December 13, 2013 / 3:01 PM / 6 years ago

Volcker may cut CLO returns, force selling

NEW YORK (Reuters) - An initial reading of the Volcker Rules has generally left those active in the collateralize loan obligation (CLO) market breathing a sigh of relief. The final draft of the new banking legislation largely preserves CLO structures and origination mechanisms but may spur banks to divest some CLO debt and equity holdings and CLO managers to dump high-yield bonds.

Prior drafts of the legislation carved out CLOs from the definition of loan securitizations, a move that could have barred banks from making markets in CLO debt and establishing warehouse funding for CLO managers building portfolios before pricing a deal. Loan securitizations are exempt from the Volcker Rule.

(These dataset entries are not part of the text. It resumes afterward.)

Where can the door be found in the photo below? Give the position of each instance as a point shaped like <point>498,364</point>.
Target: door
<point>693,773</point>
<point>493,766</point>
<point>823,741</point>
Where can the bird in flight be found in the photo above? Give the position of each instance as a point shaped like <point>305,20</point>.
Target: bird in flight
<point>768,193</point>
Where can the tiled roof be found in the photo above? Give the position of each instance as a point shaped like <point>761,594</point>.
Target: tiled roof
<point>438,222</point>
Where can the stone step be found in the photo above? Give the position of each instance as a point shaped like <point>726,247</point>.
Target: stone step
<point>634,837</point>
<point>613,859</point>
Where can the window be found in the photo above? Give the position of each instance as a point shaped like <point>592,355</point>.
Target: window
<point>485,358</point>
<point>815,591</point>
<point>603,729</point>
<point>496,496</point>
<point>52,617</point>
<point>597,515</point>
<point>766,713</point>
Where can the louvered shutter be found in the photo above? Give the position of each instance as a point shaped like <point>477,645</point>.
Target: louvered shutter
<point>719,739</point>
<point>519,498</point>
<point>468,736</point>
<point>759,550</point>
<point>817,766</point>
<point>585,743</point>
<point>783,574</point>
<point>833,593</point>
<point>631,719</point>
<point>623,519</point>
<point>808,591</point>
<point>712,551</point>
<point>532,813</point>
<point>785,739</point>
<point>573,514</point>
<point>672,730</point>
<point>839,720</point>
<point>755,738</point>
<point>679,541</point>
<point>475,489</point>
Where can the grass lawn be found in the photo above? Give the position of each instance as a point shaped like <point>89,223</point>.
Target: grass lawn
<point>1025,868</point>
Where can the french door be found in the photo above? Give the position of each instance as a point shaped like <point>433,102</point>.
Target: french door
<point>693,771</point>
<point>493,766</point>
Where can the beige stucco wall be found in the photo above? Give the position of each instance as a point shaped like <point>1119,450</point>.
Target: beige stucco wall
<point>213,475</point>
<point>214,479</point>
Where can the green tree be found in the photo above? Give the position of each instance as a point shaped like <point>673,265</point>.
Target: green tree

“The final Volcker legislation broadens loan securitizations to cover CLOs and provides a path for CLOs to exempt themselves from the definition of ‘covered fund,’” said Elliot Ganz, general counsel at the Loan Syndications and Trading Association. “These developments should preserve most of the current features and functions seen in today’s CLO market.”

To avoid falling under the definition of a covered fund, which are subject to stricter regulatory oversight, CLOs can only hold loans, cash equivalents and foreign exchange and interest rates hedges, but no securities or commodity forwards.

Forced selling

While banks can make markets in covered funds, subject to a litany of market-making restrictions, banks cannot generally own an equity interest in covered funds. The intent behind the rule is to prevent banks from engaging in proprietary trading, but not acting as a trading liquidity agent or underwriter of covered funds.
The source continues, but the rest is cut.